Imerso no mundo associativo juvenil da altura, foi no ano da graça de 2000 que eu e a minha colega Carla Milhano escrevemos o livro “Manual de Sobrevivência Fora-de-Casa”, numa edição da Câmara Municipal de Torres Vedras. Fazíamo-lo com uma premissa baseada em alguns factos: os jovens portugueses saíam tarde da casa dos pais, cumprindo certas tarefas desenvolvimentistas para além do tempo que seria recomendável. Apontávamos o comportamento de pais e filhos, como o pouco estímulo à autonomização desde tenra idade e à medida das competências de cada jovem e a falta de experiências autonomizadoras, como a participação em associações e outras iniciativas cívicas, como algumas causas, que se juntavam às financeiras.
O conteúdo deste Manual reflectia a evidência científica de então e a realidade desta passagem para a vida adulta no contexto português desse tempo, sugerindo e recomendando, como seria próprio de uma espécie de Manual. Foi há mais de 20 anos e nunca suporia que o processo de autonomização estaria comprometido como agora, com o impacto combinado do difícil acesso a habitação, dos baixos salários e da precariedade a que, especificamente, os jovens estão sujeitos.
Se no prelúdio da pandemia se assistia a alguma mobilização, também dos mais jovens, para a resolução de uma crise climática, anos de pandemia depois, uma geração impactada no desenvolvimento de muitas das suas competências e com a saúde mental prejudicada vê-se agora perante a enorme dificuldade de aceder a habitação e condignamente.
Em 2022, os dados do EUROSTAT apontam para a idade média de 29,7 anos para a saída de casa dos pais em Portugal. Na UE é de 26, 4. Finlândia, Suécia e Dinamarca lideram a tabela, todos com uma idade média na casa dos 21 anos e qualquer coisa. É mais um indicador de desigualdade.

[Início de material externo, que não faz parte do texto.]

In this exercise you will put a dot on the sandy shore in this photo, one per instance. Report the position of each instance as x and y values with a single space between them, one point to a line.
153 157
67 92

Quase uma década de atraso para começar uma vida autónoma, face ao pelotão da frente da Europa, é o que enfrentam os nossos jovens. No país que, após os 65 anos, é dos que têm menos anos de vida saudável pela frente. Mas acrescem outros importantes e significativos impactos negativos deste fenómeno (que decresceu em 2022, desconfia-se que devido à emigração).
Num enquadramento ultra rápido à autonomização, do ponto de vista da psicologia, ela é relevante para formação da identidade, regulação emocional, competências de tomada de decisão, relações interpessoais, sentido de responsabilidade e… saúde mental. E viver com independência dos pais, na sua própria casa, é essencial para esta autonomização.
No desenho de políticas públicas nem tudo é controlável. Todavia, estamos a fazer ainda muito pouco para poder controlar o que podemos e que ajudará a melhorar a actual situação e prevenir vindouras. Há muitos anos que defendo mais ciência a contribuir para as políticas públicas, mais estimativas de impacto destas e a sua monitorização e avaliação de impacto. Entre esses indicadores, teremos de conseguir antecipar mais o possível legado dessas políticas para as gerações futuras, em vez de, por vezes, apenas atirarmos aleatoriamente medidas, pela convicção que nelas temos ou pela pressão do que parecem ser os seus resultados mais imediatos.
“Oh inclemência, oh martírio, sois vós meu menino que eu ajudei a criar, que regressais a esta casa?”, dizia o mordomo no conhecido filme português dos anos 40 “O Pai Tirano”. Agora, dificilmente os mordomos, mas certamente muitos pais, podem dizer o mesmo. Não por boas razões. E muitas mais vezes não o poderão dizer pois da sua casa os seus filhos ainda nunca chegaram a sair.
O autor escreve de acordo com a antiga ortografia.